Bu modelin iki faydasının olduğunu, bunlardan ilkinin Türkiye'yi koalisyon belasından kurtarmak, diğerinin ise iki başlılığa son vermek olduğunu anlatan Kuzu, "Bu modeli desteklemek bakımından bu iki unsur benim için yeterli. Başkanlık modeline geçildiğinde seçim barajı yüzde 5'e çekilebilir, bunda hiçbir mahsur görmüyoruz. Baraj meselesini de bu model çözmüş oluyor, hayırlı uğurlu olsun." ifadesini kullandı.
- "Lütfen gelin o ismi söyleyin"
CHP Aydın Milletvekili Bülent Tezcan, konuşmasında, FETÖ'nün Darbe Girişimini Araştırma Komisyonunun, darbe girişiminin üzerini örtmek için, delileri yok etmek için elinden geleni yaptığını iddia etti. Tezcan, "MİT kayıtlarında Fetullah Gülen üyesi diye kayıtlı olan AKP Genel Başkan Yardımcısı kimdir?" dedi. Tepki gösteren AK Parti milletvekilleri, Tezcan'dan söz konusu ismi açıklamasını istedi. Tezcan ise dileyenin dava açabileceğini ifade etti.
AK Parti Grup Başkanvekili Naci Bostancı, Tezcan'ın açıklamalarının doğru bir üslup, doğru bir siyasi tavır olmadığını söyledi. Kendisinin de çıkıp 50 CHP'li vekilin ByLock kullandığını söyleyebileceğini ifade eden Bostancı, "Bu laf mı şimdi. Böyle bir iddianız var ise o milletvekili gelir burada haklarını savunur. Ortaya böyle belirsiz, şaibeli bir isim atıp buradan bir siyasi amaç devşirme kastına yönelik bir dille konuşamazsınız. Ahlaki olan; böyle bir şey söylüyorsanız o ismi de söylemektir. Lütfen gelin o ismi söyleyin." şeklinde konuştu.

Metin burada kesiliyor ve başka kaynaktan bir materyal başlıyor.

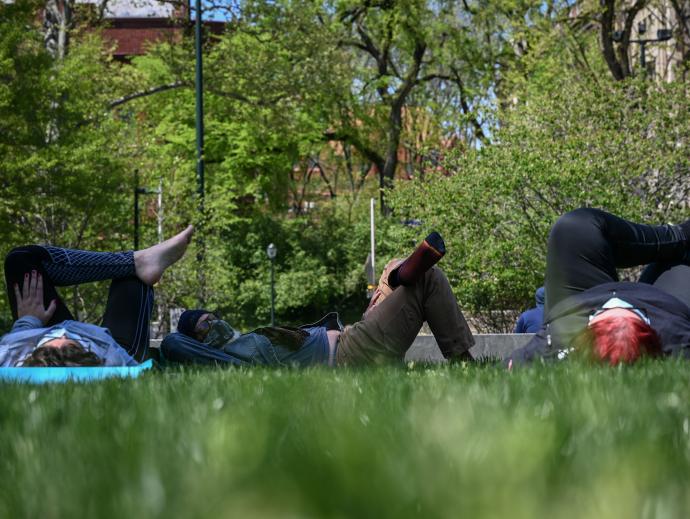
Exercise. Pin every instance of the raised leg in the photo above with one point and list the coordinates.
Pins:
(128, 315)
(391, 326)
(587, 245)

TBMM Başkanvekili Ahmet Aydın da bu tür iddia ve ithamlarda bulunulmaması gerektiğini, bulunulması durumunda ise açık açık isim verilmesi gerektiği yönünde uyarıda bulundu. Hukukun evrensel kaidesinin herkesin iddiasını ispata mecbur olduğunu vurgulayan Aydın, "Lütfen ya iddiada bulunmayacaksınız ya da vereceğiniz bilgi ve belgelerle isim vererek ifade edeceksiniz" diye konuştu.
Öte yandan dün gece Genel Kurulda çıkan ve yumruklaşmaya varan kavgada burnundan darbe alan ve operasyon geçiren AK Parti Genel Başkan Yardımcısı Fatih Şahin, oylama sırasında Genel Kurul salonuna geldi. Milletvekilleri Şahin'e geçmiş olsun dileğinde bulundu.